Casi un año después del brutal ataque de Hamás contra civiles israelíes, la tormenta bélica en Oriente Medio no cesa. Más bien, crece, se desborda y se descontrola. El Estado hebreo es cada día más despiadado en Gaza, ha entrado también en el Líbano para enfrentar a Hezbolá, y hay otro frente de guerra abierto en Yemen.
Mientras cierro estas líneas, se reporta un ataque con drones desde Irak contra el norte de Israel. Todo va de mal en peor y hacia el horror, a pesar de los inútiles llamamientos de varios países y de la ONU para que vuelva la calma, si es que alguna vez la hubo realmente en esta zona cruzada por intereses y fobias de todo calibre.
Tras el asesinato de Hasán Nasralá, el líder de Hezbolá, el ayatolá Ali Jamenei ha hecho un llamamiento a todo el mundo musulmán para que resista. Ese es un momento clave de este instante de angustia: como es consciente de que no puede ganarle una guerra convencional a Netanyahu, invoca atacar desde varios lados.
Lo que se puede prever es un estallido en cadena en varias partes —incluso en Europa, como ya está ocurriendo— que intoxicará la escena global con atentados. O con ataques con misiles que, aun cuando sean contenidos por la cúpula de hierro israelí, provocarán algunas víctimas. En suma, parte del mundo en llamas.
¿Era posible detener una locura? Hace poco, un vocero norteamericano dio a entender que a veces las armas ayudan a la diplomacia. Estados Unidos se ha comportado en consecuencia: habla de alto al fuego, pero envía armas a Israel. Israel, a su vez, dice que no quiere dañar civiles, pero masacra a miles sin clemencia.

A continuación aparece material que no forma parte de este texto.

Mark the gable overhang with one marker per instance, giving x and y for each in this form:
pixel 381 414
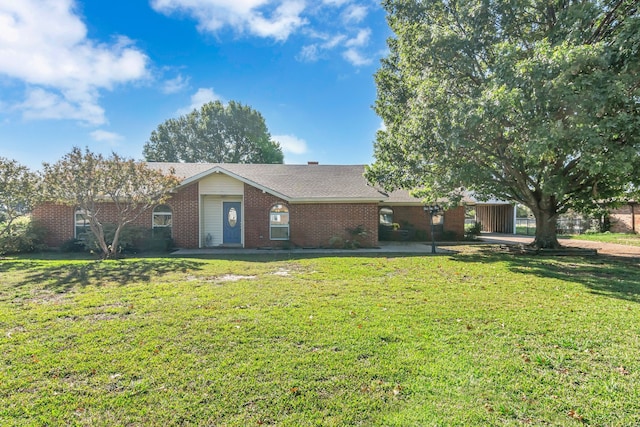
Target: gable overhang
pixel 218 169
pixel 326 200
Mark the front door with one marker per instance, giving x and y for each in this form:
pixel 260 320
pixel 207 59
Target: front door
pixel 232 223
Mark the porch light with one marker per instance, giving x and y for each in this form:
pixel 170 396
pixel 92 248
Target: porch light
pixel 432 210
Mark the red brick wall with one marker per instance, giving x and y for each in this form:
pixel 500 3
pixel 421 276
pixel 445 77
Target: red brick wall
pixel 60 222
pixel 310 225
pixel 622 219
pixel 416 216
pixel 186 217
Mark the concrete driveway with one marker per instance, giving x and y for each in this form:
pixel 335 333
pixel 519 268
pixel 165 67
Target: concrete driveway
pixel 602 248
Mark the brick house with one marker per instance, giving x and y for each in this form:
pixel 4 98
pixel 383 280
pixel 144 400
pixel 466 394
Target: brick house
pixel 626 218
pixel 260 205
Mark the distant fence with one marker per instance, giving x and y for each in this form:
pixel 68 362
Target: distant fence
pixel 569 225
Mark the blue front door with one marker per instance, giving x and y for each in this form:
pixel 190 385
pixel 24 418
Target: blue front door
pixel 232 223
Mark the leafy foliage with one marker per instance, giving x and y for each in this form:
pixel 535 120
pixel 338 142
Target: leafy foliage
pixel 18 192
pixel 532 101
pixel 216 133
pixel 89 181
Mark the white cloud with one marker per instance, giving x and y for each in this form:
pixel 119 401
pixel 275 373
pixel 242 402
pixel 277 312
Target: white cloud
pixel 291 144
pixel 354 13
pixel 175 85
pixel 275 19
pixel 309 53
pixel 335 2
pixel 44 44
pixel 362 39
pixel 356 58
pixel 198 99
pixel 104 136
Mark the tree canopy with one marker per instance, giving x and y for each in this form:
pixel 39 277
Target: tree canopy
pixel 97 185
pixel 533 101
pixel 215 133
pixel 18 192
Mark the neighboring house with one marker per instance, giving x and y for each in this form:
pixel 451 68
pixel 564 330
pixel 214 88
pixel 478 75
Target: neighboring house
pixel 259 205
pixel 626 218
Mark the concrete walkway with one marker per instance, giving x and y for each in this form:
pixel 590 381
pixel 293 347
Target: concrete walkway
pixel 602 248
pixel 405 248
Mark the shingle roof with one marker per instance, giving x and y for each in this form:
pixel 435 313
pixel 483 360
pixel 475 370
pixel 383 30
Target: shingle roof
pixel 294 182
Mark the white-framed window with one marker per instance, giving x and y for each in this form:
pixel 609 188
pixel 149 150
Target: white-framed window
pixel 81 221
pixel 162 221
pixel 386 216
pixel 279 222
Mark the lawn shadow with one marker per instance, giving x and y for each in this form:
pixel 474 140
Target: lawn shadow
pixel 603 275
pixel 62 277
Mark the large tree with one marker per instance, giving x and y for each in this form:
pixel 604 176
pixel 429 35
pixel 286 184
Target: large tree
pixel 100 185
pixel 18 192
pixel 535 101
pixel 217 133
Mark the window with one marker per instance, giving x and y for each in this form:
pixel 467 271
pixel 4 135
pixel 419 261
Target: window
pixel 386 216
pixel 279 222
pixel 162 221
pixel 81 219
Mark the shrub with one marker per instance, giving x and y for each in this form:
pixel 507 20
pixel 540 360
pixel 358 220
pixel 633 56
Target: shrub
pixel 133 239
pixel 472 231
pixel 24 235
pixel 448 236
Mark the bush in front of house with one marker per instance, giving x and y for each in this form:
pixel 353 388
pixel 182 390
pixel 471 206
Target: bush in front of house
pixel 132 240
pixel 472 231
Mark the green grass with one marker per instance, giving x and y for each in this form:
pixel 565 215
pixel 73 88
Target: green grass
pixel 619 238
pixel 474 339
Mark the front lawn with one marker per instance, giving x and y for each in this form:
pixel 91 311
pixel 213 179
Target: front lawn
pixel 474 339
pixel 619 238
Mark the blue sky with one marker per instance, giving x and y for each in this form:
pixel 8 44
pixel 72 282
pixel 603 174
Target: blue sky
pixel 104 74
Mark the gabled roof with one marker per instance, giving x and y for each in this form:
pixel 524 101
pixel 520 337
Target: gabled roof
pixel 296 183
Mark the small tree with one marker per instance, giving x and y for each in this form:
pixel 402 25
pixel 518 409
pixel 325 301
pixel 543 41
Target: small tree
pixel 215 133
pixel 89 181
pixel 18 192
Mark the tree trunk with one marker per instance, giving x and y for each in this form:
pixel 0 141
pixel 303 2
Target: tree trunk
pixel 546 228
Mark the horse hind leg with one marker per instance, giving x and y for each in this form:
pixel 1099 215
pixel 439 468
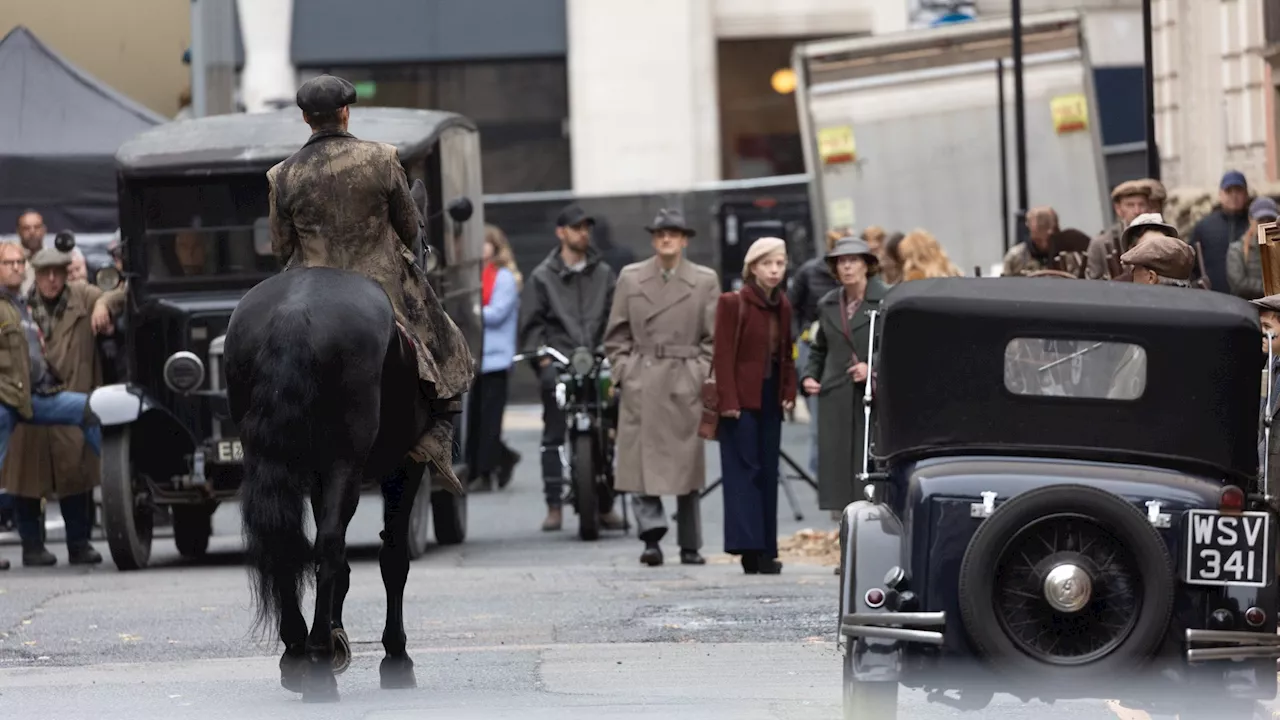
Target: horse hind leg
pixel 293 634
pixel 398 493
pixel 339 497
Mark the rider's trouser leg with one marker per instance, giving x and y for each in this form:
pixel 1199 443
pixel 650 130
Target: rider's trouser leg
pixel 553 440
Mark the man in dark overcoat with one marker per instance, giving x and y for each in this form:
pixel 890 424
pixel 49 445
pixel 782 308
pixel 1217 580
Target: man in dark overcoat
pixel 53 461
pixel 344 203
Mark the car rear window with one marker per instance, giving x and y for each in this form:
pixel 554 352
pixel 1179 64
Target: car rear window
pixel 1042 367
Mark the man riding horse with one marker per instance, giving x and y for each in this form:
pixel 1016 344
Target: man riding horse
pixel 346 203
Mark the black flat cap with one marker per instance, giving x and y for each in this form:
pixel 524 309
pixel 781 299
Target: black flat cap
pixel 670 219
pixel 325 94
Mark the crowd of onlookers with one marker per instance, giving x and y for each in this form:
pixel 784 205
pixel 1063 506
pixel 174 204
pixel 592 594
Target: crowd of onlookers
pixel 48 437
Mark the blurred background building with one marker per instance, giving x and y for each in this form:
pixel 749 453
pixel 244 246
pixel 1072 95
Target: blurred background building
pixel 622 98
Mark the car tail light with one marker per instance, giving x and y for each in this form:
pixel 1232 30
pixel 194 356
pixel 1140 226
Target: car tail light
pixel 1255 616
pixel 1232 500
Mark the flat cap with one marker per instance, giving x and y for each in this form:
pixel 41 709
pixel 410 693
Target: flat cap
pixel 1269 302
pixel 325 94
pixel 1156 190
pixel 50 258
pixel 1143 223
pixel 1130 187
pixel 1166 256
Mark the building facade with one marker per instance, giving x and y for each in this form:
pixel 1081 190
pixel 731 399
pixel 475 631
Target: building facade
pixel 1215 90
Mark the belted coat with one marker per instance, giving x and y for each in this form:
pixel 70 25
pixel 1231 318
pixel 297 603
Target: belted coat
pixel 45 461
pixel 659 342
pixel 840 402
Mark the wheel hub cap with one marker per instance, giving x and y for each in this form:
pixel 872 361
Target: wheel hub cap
pixel 1068 588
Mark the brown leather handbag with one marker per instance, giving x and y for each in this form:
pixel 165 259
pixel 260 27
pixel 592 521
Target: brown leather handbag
pixel 709 423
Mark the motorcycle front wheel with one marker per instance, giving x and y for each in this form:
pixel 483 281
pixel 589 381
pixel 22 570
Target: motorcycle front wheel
pixel 585 492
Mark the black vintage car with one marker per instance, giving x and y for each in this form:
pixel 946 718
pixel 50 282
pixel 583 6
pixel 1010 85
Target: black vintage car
pixel 193 223
pixel 1065 501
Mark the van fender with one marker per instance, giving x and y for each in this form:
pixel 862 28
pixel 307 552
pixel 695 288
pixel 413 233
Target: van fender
pixel 127 404
pixel 871 546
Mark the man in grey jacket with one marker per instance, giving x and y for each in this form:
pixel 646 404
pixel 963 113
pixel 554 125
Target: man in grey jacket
pixel 571 292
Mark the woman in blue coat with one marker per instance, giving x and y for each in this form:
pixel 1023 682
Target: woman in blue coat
pixel 501 313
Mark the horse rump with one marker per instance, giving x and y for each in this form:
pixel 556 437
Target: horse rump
pixel 278 436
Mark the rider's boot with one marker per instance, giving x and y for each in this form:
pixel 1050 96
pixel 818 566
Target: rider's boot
pixel 652 555
pixel 612 520
pixel 554 519
pixel 691 557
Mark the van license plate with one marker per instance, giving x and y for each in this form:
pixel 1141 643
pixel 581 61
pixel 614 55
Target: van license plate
pixel 231 451
pixel 1228 550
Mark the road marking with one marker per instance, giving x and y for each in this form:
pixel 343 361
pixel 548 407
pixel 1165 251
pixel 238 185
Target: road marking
pixel 1124 712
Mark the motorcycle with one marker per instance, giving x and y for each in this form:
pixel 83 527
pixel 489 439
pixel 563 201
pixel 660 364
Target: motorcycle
pixel 585 393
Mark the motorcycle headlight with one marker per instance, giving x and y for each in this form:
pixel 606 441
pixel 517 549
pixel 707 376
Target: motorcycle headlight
pixel 183 372
pixel 583 361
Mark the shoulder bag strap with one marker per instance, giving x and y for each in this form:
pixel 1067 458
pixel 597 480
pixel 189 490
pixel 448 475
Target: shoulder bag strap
pixel 737 333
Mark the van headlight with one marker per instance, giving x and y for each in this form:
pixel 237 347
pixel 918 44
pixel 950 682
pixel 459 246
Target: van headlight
pixel 183 372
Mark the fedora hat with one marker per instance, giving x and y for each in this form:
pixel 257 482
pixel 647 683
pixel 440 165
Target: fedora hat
pixel 670 219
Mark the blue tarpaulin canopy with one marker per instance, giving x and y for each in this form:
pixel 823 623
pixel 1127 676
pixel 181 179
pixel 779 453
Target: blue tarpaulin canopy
pixel 59 131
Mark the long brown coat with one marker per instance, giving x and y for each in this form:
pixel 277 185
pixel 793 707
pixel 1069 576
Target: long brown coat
pixel 55 461
pixel 344 203
pixel 659 341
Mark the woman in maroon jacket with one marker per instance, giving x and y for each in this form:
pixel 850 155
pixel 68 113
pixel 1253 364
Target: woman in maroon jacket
pixel 755 379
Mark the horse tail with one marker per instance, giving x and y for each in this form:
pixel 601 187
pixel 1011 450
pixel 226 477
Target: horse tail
pixel 278 441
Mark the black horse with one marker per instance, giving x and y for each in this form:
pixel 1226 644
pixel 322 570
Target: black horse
pixel 324 390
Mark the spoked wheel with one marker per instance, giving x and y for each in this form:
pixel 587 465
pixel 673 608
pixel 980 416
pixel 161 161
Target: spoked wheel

Ese cinismo político no hará más que perpetuar el odio. Toca las puertas de los grupos musulmanes más fanáticos, para que todo se convierta en una pira bélica. Desata el espanto sobre los inocentes y apaga toda esperanza. Tiene que parar. No es posible que, luego de doce meses, eso sea lo único que los líderes mundiales tienen para mostrarle al mundo, mientras un niño gazatí agoniza en medio de las bombas.